Early voting continues this week
As of Tuesday night, almost 14 percent of the registered voters in Travis County have cast early ballots for the Nov. 4 election. According to the Travis County Clerk, 13.9 percent — which translates to 90,712 voters — have participated in the election so far. The busiest polling place continues to be the District 10 Randalls at Research and Braker, which saw 1,297 voters. Coming in second place, once again, is the Ben Hur Shrine, which saw 861 voters cast ballots Tuesday. All told, 10,407 voted on Tuesday. Early voting ends Friday. For more information and a list of polling places, go to the Travis County Elections website.

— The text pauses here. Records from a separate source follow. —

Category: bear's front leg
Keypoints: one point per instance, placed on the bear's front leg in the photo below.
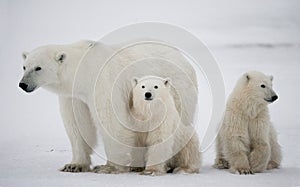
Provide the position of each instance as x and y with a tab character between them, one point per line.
74	113
220	162
259	131
259	156
158	154
276	155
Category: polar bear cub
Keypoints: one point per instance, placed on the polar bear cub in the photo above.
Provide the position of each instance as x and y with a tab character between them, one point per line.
247	142
170	145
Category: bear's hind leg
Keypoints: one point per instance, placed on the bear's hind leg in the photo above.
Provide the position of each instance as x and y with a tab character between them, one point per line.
74	113
276	156
188	160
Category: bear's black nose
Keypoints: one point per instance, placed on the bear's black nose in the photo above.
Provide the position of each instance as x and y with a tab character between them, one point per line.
23	86
148	95
274	98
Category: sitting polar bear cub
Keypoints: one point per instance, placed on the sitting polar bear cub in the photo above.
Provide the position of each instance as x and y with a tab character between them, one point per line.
170	145
247	142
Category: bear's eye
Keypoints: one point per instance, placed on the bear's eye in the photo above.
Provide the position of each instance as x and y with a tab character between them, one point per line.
38	68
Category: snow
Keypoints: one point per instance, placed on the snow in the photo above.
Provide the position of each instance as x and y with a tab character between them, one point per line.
253	34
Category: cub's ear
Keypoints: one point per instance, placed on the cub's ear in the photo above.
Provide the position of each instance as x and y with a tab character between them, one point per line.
247	77
134	81
24	55
60	57
167	82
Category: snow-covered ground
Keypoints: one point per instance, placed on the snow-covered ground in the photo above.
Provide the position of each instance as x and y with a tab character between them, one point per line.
242	35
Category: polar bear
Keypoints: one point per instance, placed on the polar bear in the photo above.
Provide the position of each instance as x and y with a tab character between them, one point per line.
81	75
169	144
247	142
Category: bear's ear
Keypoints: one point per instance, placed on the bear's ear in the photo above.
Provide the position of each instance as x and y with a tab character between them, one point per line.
60	57
247	77
167	82
134	81
24	55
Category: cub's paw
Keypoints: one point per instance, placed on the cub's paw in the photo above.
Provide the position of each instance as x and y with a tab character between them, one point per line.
75	168
152	172
242	171
272	165
105	169
221	164
137	169
181	170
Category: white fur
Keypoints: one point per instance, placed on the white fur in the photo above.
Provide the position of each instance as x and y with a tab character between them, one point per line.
247	141
167	142
75	80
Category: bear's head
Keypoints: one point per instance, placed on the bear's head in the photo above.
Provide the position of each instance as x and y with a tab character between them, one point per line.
259	87
150	88
41	68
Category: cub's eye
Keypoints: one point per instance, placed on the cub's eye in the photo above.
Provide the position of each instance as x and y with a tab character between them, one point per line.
38	68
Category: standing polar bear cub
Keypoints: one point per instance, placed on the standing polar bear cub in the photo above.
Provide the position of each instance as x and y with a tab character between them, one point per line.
72	72
247	142
170	145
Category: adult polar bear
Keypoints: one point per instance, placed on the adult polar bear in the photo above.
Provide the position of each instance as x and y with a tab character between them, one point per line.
83	75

Plan: Dogs out at ‘Barking Springs’
The Parks and Recreation Board voted unanimously at Tuesday’s meeting to recommend that City Council approve PARD staff’s proposed code amendments to allow people – but not dogs – to swim in the Barton Springs Spillway. That’s the area of Barton Creek between Barton Springs and Lady Bird Lake. The amendments also advise taking other measures to enforce the existing off-leash dog restrictions and continue monitoring water quality in the area. Staff presented the results of a study that found there is a consistently higher level of fecal-matter-indicating E. coli bacteria in Barton Creek below Barton Springs than in Barton Springs Pool. The study showed that the levels spike during the weekend and occasionally — but not on average — exceed the Texas Commission on Environmental Quality’s contact recreation safety standard. The spillway, also known as “Barking Springs,” is a popular location for people to swim and allow their dogs to play and swim off-leash, despite the fact that city code currently prohibits both actions. Council directed the city manager to seek code amendment recommendations from the board and the Animal Advisory Commission in an August resolution.
COTA: $1 billion in economic impact
As has been widely reported, a consultant hired by Circuit of the Americas reports that the facility is responsible for $897 million worth of economic impact on the Austin area. According to Greyhill Advisors, that figure includes events held at the track, including music performances and other sporting activities. However, Greyhill put the F1 event — its headliner — at $507 million. All told, the combined direct “visitor spending” for track events was worth $423 million.
Cole wins EMILY’s List endorsement
Mayoral candidate Sheryl Cole has won support from the national political action committee EMILY’s List. The group supports pro-choice Democratic women running for office. Cole is currently serving as mayor pro tem and hopes to take over as mayor of the new 10-1 City Council in January. Denise Feriozzi, political director of EMILY’s List, released the following statement: “Sheryl Cole has been a champion of affordable housing, education and ending gender discrimination in pay during her three terms on the Austin City Council, and we need more mayors across the country like her.” The group’s name means Early Money Is Like Yeast. Cole’s major opponents are Steve Adler and Mike Martinez.